En revanche, il n’est pas pos­si­ble avec cette tech­nique de dis­tinguer, par exem­ple, des cel­lules can­céreuses de cel­lules non can­céreuses puisqu’elles pos­sè­dent des den­sités très proches.

Cent fois moins épais qu’un cheveu

L’imagerie X par con­traste de phase néces­site une source spa­tiale­ment cohérente. Cette méth­ode intro­duit un change­ment de phase qui peut être impor­tant même quand les dif­férences en atténu­a­tion sont faibles ou absentes. Le con­traste d’image peut être con­sid­érable­ment aug­men­té, notam­ment pour les tis­sus mous biologiques. La dimen­sion de la source X étant par ailleurs très petite, cette tech­nique per­met la détec­tion de tumeur can­céreuse à un stade par­ti­c­ulière­ment précoce.

Les pro­priétés de nos sources per­me­t­tent d’obtenir des réso­lu­tions de quelques micromètres, c’est-à-dire dix à cent fois moins épais qu’un cheveu. Appliquée au cas des can­cers du sein, l’imagerie par con­traste de phase per­me­t­tra une détec­tion très pré­coce avec une dose minimale.
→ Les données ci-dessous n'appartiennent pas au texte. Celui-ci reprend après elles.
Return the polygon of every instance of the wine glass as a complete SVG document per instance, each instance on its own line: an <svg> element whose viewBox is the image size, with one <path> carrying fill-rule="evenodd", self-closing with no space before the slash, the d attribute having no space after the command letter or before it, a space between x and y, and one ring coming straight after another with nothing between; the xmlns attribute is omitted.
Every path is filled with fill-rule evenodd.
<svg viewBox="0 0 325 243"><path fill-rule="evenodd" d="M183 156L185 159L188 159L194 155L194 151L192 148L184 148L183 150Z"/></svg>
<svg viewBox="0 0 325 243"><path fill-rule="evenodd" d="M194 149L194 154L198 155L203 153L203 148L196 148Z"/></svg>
Onde de sil­lage créée par l’im­pul­sion laser (en blanc) per­me­t­tant la réal­i­sa­tion de champs élec­triques accéléra­teurs de l’or­dre de plusieurs cen­taines de giga­volts par mètre.

Au sein du Lab­o­ra­toire d’optique appliquée, nous tra­vail­lons sur cette tech­nique. Pour le moment, l’imagerie par con­traste de phase pour la détec­tion du can­cer fait l’objet d’intenses recherch­es mais n’est pas encore util­isée cliniquement.

Un cliché instantanné

Nous tra­vail­lons sur l’optimisation de cette tech­nique d’imagerie par con­traste de phase.

À l’heure actuelle, avec les clichés par imagerie médi­cale, il n’est pas pos­si­ble d’empêcher que le patient bouge, même très légère­ment. À cause de ce mou­ve­ment, l’image est floutée. En amélio­rant la tech­nique de l’imagerie par con­traste de phase, l’objectif est d’avoir un cliché instan­ta­né qui ne sera pas flouté par ce mouvement.

La bourse ERC va nous per­me­t­tre de financer ces recherch­es et d’étudier avec entre autres la Spin-off Source­LAB issue d’une précé­dente bourse ERC la per­ti­nence indus­trielle de l’approche.

Du concept à l’application

C’est avant tout un tra­vail d’équipe, avec de jeunes doc­tor­ants, post­doc­tor­ants et chercheurs, tous extrême­ment bril­lants et motivés, qui est récom­pen­sé. C’est aus­si la con­ti­nu­ité de nos recherch­es qui ont débuté il y a une dizaine d’années.

“ Un travail d’équipe, avec de jeunes doctorants, postdoctorants et chercheurs brillants et motivés ”

Grâce à cette bourse d’une durée de dix-huit mois, nous allons met­tre en place un arse­nal de tech­niques inno­vantes basées sur la tech­nolo­gie laser-plas­ma pour la détec­tion des can­cers, et notam­ment le can­cer du sein.

Ces tech­nolo­gies pour­raient, je l’espère, être appliquées d’ici quelques années.

À terme, l’objectif est de met­tre en place des instal­la­tions expéri­men­tales dédiées au médi­cal au sein même du Lab­o­ra­toire d’optique appliquée, où imagerie et traite­ment seront con­join­te­ment poursuivis.

Cette bourse vient en com­plé­ment d’autres bours­es « ERC Advanced Grants » qui m’ont per­mis de réalis­er des avancées plus fon­da­men­tales ; elle per­met donc cette tran­si­tion vertueuse entre un con­cept fon­da­men­tal et son appli­ca­tion sociétale.